Electric vehicles are coming, but no one is sure how fast
A new study helps to show that experts are all over the map when it comes to gaming out the rise of electric vehicles in the global marketplace.
Why it matters: The speed at which EVs become truly mainstream is one variable affecting the future of oil demand and carbon emissions. Passenger cars account for roughly a fourth of world oil demand.
What they did: Columbia's Center on Global Energy Policy surveyed a suite of long-term forecasts from energy companies, government bodies, think tanks and others.

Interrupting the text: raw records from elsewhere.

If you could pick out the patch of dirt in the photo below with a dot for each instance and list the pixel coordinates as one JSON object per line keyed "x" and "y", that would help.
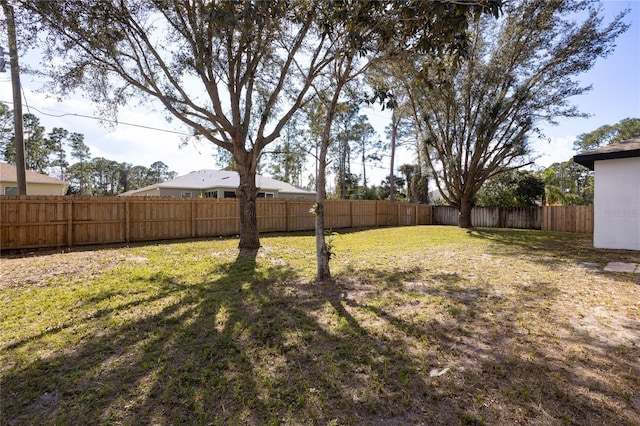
{"x": 35, "y": 269}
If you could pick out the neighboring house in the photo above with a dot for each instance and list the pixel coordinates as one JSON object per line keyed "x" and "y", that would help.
{"x": 219, "y": 184}
{"x": 616, "y": 194}
{"x": 37, "y": 184}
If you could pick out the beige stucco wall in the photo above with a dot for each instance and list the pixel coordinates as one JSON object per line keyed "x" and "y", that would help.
{"x": 617, "y": 204}
{"x": 38, "y": 188}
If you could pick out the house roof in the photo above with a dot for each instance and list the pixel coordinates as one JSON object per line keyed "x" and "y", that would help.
{"x": 9, "y": 173}
{"x": 210, "y": 179}
{"x": 626, "y": 149}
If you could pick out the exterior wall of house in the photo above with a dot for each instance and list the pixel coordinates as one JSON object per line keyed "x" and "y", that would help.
{"x": 6, "y": 188}
{"x": 617, "y": 204}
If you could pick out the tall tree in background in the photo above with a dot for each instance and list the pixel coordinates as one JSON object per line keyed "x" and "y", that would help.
{"x": 372, "y": 31}
{"x": 515, "y": 188}
{"x": 568, "y": 184}
{"x": 608, "y": 134}
{"x": 56, "y": 140}
{"x": 80, "y": 171}
{"x": 233, "y": 71}
{"x": 475, "y": 119}
{"x": 37, "y": 148}
{"x": 288, "y": 158}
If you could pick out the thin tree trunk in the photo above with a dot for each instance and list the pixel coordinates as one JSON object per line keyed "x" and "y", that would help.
{"x": 323, "y": 272}
{"x": 464, "y": 219}
{"x": 17, "y": 99}
{"x": 394, "y": 135}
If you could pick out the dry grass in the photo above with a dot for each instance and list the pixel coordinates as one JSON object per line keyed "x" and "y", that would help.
{"x": 423, "y": 325}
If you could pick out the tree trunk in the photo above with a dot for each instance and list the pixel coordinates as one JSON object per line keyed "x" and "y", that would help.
{"x": 394, "y": 135}
{"x": 247, "y": 193}
{"x": 323, "y": 272}
{"x": 464, "y": 219}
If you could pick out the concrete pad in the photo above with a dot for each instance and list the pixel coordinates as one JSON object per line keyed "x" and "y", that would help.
{"x": 591, "y": 266}
{"x": 622, "y": 267}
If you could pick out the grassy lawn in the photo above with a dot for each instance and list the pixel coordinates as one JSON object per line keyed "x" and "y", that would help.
{"x": 423, "y": 325}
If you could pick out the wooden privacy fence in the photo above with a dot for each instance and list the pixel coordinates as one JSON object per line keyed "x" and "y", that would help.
{"x": 568, "y": 219}
{"x": 546, "y": 218}
{"x": 56, "y": 221}
{"x": 492, "y": 217}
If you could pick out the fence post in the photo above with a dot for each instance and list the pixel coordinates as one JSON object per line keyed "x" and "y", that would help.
{"x": 127, "y": 220}
{"x": 70, "y": 222}
{"x": 286, "y": 215}
{"x": 192, "y": 213}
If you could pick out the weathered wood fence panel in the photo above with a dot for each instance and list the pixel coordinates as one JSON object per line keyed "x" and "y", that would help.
{"x": 547, "y": 218}
{"x": 567, "y": 218}
{"x": 55, "y": 221}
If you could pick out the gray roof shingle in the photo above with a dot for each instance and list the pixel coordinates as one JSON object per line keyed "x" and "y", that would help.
{"x": 626, "y": 149}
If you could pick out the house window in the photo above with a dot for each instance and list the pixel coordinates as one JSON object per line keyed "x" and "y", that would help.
{"x": 11, "y": 190}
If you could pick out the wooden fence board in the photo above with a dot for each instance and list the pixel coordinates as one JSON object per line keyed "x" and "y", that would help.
{"x": 54, "y": 221}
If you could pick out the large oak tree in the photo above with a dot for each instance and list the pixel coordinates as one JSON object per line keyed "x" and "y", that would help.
{"x": 476, "y": 117}
{"x": 233, "y": 71}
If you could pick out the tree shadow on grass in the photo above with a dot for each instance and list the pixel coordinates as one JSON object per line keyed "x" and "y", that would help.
{"x": 252, "y": 343}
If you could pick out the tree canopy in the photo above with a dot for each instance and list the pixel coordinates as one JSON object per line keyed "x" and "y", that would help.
{"x": 476, "y": 118}
{"x": 608, "y": 134}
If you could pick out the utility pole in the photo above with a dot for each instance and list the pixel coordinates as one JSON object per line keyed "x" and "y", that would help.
{"x": 17, "y": 98}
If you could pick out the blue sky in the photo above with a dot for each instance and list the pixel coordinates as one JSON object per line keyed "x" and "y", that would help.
{"x": 615, "y": 95}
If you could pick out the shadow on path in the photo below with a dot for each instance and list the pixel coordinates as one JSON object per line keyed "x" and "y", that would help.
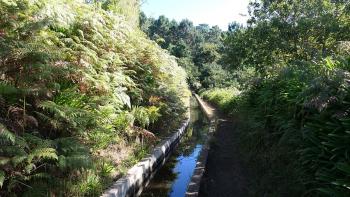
{"x": 226, "y": 174}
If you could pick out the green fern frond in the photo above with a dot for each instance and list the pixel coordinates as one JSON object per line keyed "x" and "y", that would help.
{"x": 2, "y": 178}
{"x": 43, "y": 153}
{"x": 6, "y": 135}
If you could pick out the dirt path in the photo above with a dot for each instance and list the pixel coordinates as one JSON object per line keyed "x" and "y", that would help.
{"x": 225, "y": 173}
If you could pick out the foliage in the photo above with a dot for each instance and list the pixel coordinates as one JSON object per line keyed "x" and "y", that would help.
{"x": 224, "y": 98}
{"x": 291, "y": 63}
{"x": 72, "y": 74}
{"x": 196, "y": 47}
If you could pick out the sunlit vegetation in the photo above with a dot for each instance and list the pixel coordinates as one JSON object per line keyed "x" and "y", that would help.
{"x": 87, "y": 87}
{"x": 295, "y": 110}
{"x": 80, "y": 85}
{"x": 285, "y": 75}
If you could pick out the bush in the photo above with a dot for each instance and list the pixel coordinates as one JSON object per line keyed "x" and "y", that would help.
{"x": 224, "y": 98}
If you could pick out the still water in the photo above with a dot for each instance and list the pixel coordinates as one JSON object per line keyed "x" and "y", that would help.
{"x": 172, "y": 179}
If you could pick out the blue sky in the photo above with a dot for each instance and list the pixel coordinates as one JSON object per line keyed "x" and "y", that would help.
{"x": 212, "y": 12}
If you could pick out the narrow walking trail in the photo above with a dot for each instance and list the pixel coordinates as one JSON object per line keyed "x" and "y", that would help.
{"x": 226, "y": 174}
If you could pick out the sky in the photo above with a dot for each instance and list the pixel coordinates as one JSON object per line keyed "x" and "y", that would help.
{"x": 212, "y": 12}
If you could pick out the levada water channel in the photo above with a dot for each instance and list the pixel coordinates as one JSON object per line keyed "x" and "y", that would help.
{"x": 172, "y": 179}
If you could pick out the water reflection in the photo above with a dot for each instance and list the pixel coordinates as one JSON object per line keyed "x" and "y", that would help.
{"x": 173, "y": 178}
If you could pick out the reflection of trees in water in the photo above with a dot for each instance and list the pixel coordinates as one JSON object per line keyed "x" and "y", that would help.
{"x": 196, "y": 133}
{"x": 162, "y": 181}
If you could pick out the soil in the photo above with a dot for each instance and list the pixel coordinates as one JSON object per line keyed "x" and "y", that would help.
{"x": 225, "y": 174}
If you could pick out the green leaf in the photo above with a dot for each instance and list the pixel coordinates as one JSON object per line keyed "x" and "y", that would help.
{"x": 6, "y": 134}
{"x": 2, "y": 178}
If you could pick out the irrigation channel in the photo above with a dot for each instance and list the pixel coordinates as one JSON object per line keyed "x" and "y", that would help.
{"x": 172, "y": 179}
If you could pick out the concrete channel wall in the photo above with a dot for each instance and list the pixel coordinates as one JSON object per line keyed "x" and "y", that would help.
{"x": 194, "y": 185}
{"x": 139, "y": 175}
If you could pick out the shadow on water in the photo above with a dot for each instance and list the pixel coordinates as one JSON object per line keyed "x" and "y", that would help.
{"x": 172, "y": 179}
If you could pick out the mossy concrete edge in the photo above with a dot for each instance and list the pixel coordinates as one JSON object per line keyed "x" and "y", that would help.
{"x": 140, "y": 174}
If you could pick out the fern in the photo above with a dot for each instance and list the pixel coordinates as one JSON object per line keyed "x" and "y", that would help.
{"x": 2, "y": 178}
{"x": 6, "y": 135}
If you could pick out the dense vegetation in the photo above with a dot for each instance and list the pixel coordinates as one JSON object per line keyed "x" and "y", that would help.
{"x": 82, "y": 82}
{"x": 295, "y": 107}
{"x": 198, "y": 49}
{"x": 286, "y": 76}
{"x": 79, "y": 84}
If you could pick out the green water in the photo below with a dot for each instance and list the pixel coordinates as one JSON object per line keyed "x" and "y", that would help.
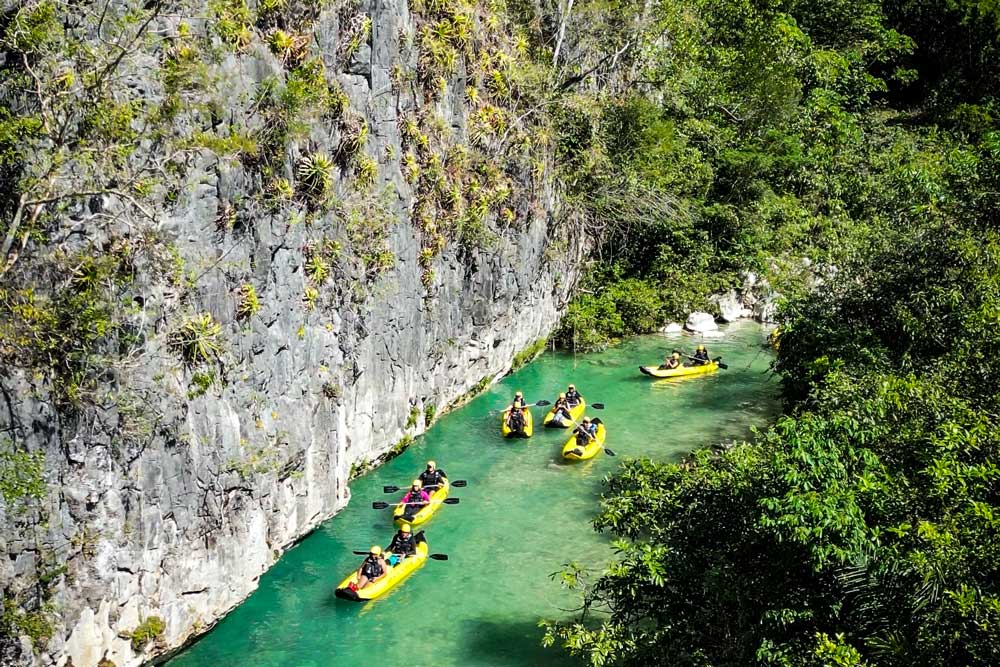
{"x": 524, "y": 514}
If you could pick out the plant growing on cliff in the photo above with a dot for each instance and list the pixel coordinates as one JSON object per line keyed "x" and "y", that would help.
{"x": 198, "y": 338}
{"x": 150, "y": 629}
{"x": 315, "y": 174}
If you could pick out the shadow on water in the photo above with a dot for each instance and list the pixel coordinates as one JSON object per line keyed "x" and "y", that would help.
{"x": 505, "y": 643}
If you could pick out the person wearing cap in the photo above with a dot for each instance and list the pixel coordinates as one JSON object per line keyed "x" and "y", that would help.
{"x": 701, "y": 356}
{"x": 671, "y": 362}
{"x": 414, "y": 500}
{"x": 585, "y": 432}
{"x": 433, "y": 477}
{"x": 403, "y": 544}
{"x": 372, "y": 568}
{"x": 561, "y": 408}
{"x": 515, "y": 412}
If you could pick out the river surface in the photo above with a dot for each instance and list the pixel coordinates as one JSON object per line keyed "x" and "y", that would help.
{"x": 524, "y": 514}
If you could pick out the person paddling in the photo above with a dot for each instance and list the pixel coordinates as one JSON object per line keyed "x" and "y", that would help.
{"x": 372, "y": 568}
{"x": 403, "y": 544}
{"x": 585, "y": 432}
{"x": 701, "y": 356}
{"x": 432, "y": 478}
{"x": 414, "y": 500}
{"x": 671, "y": 362}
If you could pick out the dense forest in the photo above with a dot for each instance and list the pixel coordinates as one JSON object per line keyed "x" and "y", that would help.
{"x": 863, "y": 528}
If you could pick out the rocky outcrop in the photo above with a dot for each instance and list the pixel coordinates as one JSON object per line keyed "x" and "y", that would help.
{"x": 280, "y": 348}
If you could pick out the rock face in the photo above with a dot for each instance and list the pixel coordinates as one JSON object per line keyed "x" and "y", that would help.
{"x": 179, "y": 484}
{"x": 699, "y": 322}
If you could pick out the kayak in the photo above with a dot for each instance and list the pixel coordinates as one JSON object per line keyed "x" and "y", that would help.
{"x": 437, "y": 499}
{"x": 528, "y": 426}
{"x": 574, "y": 452}
{"x": 575, "y": 413}
{"x": 683, "y": 371}
{"x": 386, "y": 583}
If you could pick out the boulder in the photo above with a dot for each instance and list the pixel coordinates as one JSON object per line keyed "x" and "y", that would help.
{"x": 700, "y": 322}
{"x": 729, "y": 305}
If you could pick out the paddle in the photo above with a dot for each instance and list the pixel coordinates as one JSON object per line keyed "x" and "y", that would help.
{"x": 431, "y": 556}
{"x": 603, "y": 446}
{"x": 457, "y": 483}
{"x": 379, "y": 505}
{"x": 717, "y": 360}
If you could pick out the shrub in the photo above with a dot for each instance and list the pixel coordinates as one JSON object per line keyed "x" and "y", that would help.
{"x": 198, "y": 338}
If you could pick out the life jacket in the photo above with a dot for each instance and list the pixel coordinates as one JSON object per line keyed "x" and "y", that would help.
{"x": 406, "y": 546}
{"x": 371, "y": 568}
{"x": 432, "y": 478}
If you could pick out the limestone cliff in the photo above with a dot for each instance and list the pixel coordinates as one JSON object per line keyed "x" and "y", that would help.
{"x": 255, "y": 249}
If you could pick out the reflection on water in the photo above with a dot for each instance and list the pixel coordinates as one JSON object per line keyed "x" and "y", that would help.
{"x": 524, "y": 514}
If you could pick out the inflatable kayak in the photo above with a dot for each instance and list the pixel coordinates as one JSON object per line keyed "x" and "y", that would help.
{"x": 575, "y": 413}
{"x": 575, "y": 452}
{"x": 388, "y": 581}
{"x": 683, "y": 371}
{"x": 437, "y": 499}
{"x": 528, "y": 425}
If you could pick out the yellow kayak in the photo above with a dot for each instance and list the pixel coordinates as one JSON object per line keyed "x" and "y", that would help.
{"x": 528, "y": 425}
{"x": 683, "y": 371}
{"x": 575, "y": 413}
{"x": 390, "y": 579}
{"x": 574, "y": 452}
{"x": 437, "y": 499}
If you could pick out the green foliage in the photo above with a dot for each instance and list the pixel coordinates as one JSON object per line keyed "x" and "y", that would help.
{"x": 198, "y": 338}
{"x": 411, "y": 419}
{"x": 150, "y": 629}
{"x": 21, "y": 476}
{"x": 37, "y": 625}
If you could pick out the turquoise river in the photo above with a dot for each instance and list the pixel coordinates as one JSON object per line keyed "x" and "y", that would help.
{"x": 524, "y": 514}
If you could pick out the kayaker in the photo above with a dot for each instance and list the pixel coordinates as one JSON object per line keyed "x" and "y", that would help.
{"x": 403, "y": 544}
{"x": 562, "y": 407}
{"x": 415, "y": 500}
{"x": 671, "y": 362}
{"x": 585, "y": 432}
{"x": 701, "y": 356}
{"x": 372, "y": 568}
{"x": 432, "y": 478}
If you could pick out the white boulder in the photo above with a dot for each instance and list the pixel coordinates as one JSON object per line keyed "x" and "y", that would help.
{"x": 700, "y": 322}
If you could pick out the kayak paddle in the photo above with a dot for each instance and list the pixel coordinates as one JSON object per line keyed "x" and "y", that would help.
{"x": 457, "y": 483}
{"x": 379, "y": 505}
{"x": 432, "y": 556}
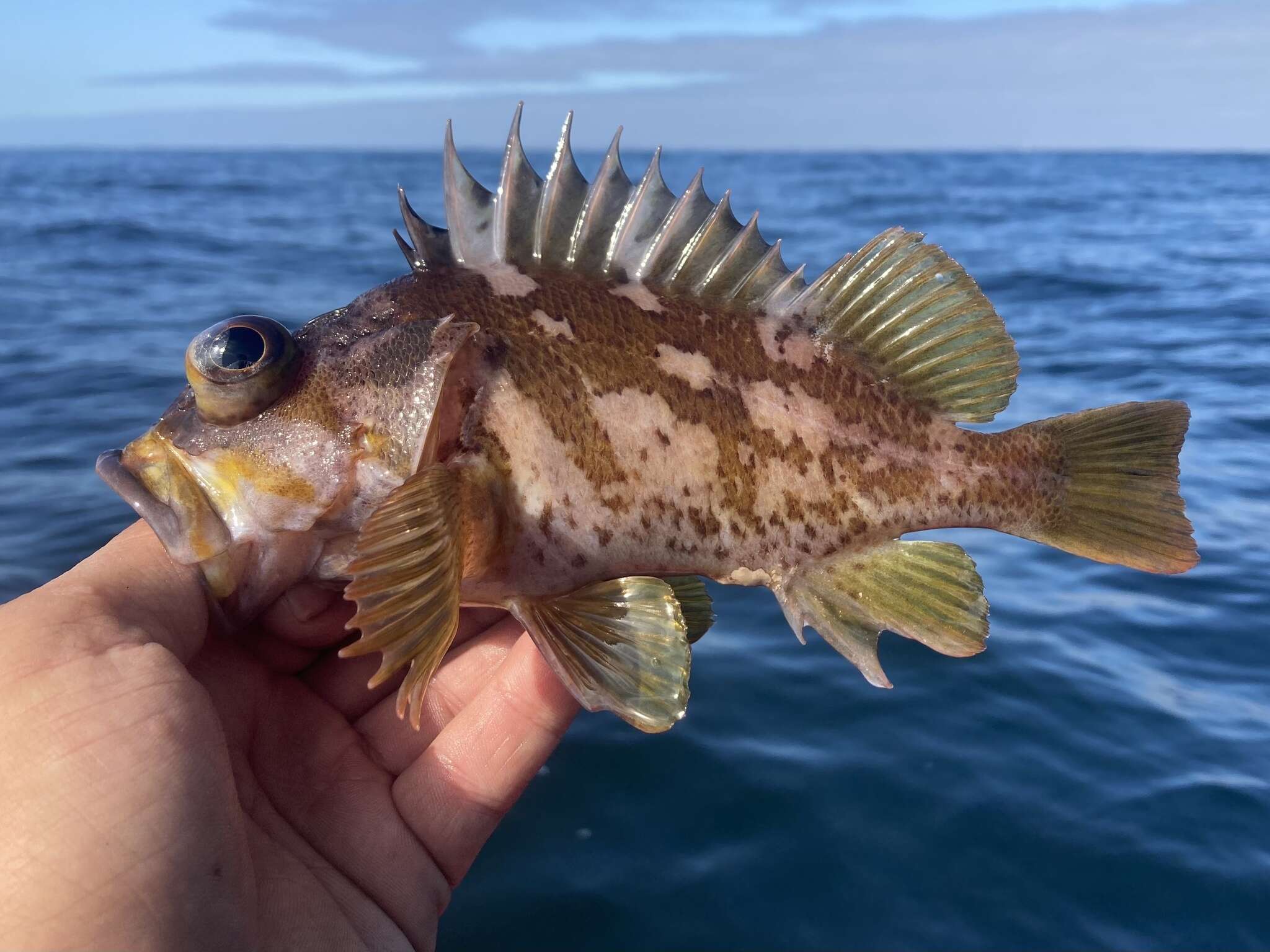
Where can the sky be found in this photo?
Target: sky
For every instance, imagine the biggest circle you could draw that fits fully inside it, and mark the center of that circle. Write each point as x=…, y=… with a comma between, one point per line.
x=726, y=74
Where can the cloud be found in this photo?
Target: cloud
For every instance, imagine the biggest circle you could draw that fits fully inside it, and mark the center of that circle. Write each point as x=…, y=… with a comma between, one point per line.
x=1158, y=75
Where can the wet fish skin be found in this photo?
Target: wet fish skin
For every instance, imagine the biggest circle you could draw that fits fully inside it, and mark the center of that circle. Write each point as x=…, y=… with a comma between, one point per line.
x=584, y=397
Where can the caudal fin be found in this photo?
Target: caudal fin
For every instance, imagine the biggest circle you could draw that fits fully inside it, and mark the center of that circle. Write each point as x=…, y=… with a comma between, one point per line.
x=1121, y=500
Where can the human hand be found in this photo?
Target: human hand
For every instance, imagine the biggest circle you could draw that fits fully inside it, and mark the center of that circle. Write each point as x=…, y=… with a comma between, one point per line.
x=166, y=786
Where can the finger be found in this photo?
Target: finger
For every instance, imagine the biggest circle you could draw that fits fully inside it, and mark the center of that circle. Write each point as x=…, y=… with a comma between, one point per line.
x=461, y=677
x=340, y=682
x=128, y=592
x=463, y=785
x=309, y=616
x=323, y=782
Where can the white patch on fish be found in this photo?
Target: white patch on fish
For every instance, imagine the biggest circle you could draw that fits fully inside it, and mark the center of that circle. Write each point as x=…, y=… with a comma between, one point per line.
x=790, y=414
x=693, y=367
x=551, y=325
x=506, y=280
x=641, y=295
x=750, y=576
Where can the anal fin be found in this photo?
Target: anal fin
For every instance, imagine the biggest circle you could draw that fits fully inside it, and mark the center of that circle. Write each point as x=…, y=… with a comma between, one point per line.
x=929, y=592
x=618, y=645
x=406, y=576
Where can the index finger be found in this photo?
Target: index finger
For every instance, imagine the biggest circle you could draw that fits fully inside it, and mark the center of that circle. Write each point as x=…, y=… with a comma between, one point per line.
x=461, y=786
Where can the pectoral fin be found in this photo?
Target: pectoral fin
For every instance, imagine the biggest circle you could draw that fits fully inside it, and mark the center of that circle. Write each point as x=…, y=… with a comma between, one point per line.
x=406, y=573
x=695, y=602
x=923, y=591
x=619, y=646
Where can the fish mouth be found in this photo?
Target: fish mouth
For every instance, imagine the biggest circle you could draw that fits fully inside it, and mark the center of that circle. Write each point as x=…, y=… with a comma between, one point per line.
x=164, y=494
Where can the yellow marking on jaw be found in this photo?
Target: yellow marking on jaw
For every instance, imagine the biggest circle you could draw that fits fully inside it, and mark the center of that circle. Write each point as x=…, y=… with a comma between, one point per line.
x=234, y=467
x=162, y=472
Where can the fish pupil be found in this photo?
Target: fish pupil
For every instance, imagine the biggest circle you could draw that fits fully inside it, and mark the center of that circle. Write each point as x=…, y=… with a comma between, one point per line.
x=238, y=348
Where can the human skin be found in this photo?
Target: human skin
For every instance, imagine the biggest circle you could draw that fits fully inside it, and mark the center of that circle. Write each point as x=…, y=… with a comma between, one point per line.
x=164, y=785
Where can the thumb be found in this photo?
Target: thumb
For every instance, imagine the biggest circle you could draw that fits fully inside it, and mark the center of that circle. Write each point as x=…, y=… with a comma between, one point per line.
x=128, y=592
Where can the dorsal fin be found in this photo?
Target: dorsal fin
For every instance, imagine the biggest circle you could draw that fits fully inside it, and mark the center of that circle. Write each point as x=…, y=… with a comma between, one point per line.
x=642, y=234
x=905, y=305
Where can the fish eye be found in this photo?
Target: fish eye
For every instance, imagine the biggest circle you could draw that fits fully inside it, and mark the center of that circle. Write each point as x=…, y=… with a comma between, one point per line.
x=236, y=348
x=239, y=367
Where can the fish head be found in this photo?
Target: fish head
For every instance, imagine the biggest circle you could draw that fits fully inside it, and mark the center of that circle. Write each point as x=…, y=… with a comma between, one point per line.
x=263, y=469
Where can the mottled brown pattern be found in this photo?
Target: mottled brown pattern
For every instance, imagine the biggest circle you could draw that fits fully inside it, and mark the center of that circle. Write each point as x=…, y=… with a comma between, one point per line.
x=882, y=451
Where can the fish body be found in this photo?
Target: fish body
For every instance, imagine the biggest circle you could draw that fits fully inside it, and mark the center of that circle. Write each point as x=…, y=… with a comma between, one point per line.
x=585, y=397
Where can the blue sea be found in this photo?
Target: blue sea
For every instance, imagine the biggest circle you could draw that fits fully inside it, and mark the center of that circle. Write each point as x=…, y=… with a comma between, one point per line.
x=1099, y=778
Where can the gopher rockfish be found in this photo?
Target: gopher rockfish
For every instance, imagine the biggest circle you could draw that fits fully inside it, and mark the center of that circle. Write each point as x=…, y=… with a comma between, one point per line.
x=584, y=398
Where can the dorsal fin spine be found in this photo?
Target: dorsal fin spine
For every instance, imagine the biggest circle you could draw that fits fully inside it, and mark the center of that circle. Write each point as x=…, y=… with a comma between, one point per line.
x=517, y=200
x=716, y=226
x=559, y=203
x=760, y=280
x=783, y=298
x=647, y=208
x=737, y=260
x=605, y=201
x=431, y=244
x=469, y=209
x=683, y=219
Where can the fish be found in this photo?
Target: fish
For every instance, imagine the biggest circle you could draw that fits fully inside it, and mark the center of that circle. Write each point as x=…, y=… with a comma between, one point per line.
x=584, y=399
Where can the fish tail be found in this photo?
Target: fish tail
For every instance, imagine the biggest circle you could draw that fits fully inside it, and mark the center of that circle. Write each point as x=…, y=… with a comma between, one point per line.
x=1116, y=490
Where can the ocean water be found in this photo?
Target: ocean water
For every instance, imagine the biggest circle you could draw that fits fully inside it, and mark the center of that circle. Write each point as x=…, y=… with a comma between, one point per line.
x=1099, y=778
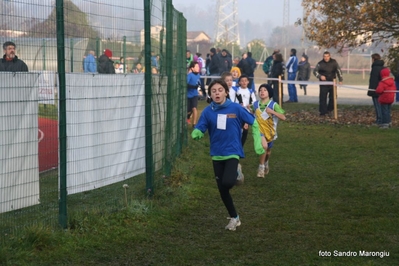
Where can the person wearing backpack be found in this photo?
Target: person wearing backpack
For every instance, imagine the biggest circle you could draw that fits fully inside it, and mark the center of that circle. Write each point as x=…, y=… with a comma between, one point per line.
x=105, y=64
x=267, y=65
x=292, y=68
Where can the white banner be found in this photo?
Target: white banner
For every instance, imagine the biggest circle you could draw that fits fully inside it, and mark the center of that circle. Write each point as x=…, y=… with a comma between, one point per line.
x=19, y=163
x=46, y=86
x=105, y=129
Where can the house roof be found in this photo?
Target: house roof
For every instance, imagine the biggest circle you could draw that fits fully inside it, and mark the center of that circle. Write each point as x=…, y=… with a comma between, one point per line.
x=194, y=34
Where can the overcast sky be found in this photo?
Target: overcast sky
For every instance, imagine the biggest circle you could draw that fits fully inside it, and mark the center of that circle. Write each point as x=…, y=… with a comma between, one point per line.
x=257, y=11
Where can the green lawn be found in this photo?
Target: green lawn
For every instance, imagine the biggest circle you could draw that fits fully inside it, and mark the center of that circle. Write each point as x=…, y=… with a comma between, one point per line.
x=332, y=188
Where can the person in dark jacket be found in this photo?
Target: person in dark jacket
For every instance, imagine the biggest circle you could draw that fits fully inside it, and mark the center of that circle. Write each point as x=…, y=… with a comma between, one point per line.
x=276, y=71
x=244, y=66
x=10, y=62
x=217, y=64
x=252, y=64
x=227, y=61
x=327, y=70
x=375, y=78
x=303, y=72
x=105, y=64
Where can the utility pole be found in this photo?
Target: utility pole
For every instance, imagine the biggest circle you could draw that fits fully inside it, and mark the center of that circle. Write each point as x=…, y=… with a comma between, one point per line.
x=286, y=23
x=226, y=24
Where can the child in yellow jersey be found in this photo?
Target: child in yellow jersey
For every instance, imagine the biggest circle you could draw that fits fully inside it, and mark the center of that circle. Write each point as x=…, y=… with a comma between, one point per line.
x=267, y=114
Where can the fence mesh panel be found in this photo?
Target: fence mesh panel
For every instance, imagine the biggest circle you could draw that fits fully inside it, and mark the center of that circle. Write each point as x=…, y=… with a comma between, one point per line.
x=99, y=118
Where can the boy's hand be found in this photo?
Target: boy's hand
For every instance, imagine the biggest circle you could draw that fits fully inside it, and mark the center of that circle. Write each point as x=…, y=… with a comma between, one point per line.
x=197, y=134
x=270, y=111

- The study compiled various analysts’ projections on several metrics, including the EVs share of global vehicle sales, the share of vehicle miles traveled, and EVs market share of the total fleet.
What they found: The latest round of analyses are slightly less optimistic than last year's projections for several reasons, including weakening U.S. policy and slightly slower projections of battery cost declines.
- The study also shows lots of divergences.
- "By 2040, the range of EVs’ market share is from 15 percent at the bottom to over 90 percent for the low carbon scenarios," writes CGEP's Marianne Kah.
- "Thus, there is no agreement on whether EVs will be a niche car or whether they will dominate vehicle sales by 2040."
Of note: Those super-high penetration rates in the chart above are based on various low carbon scenarios.
- They typically assume implementation of strong policies that would enable steep emissions cuts, as opposed to analysts' best guesses of what's most likely to unfold.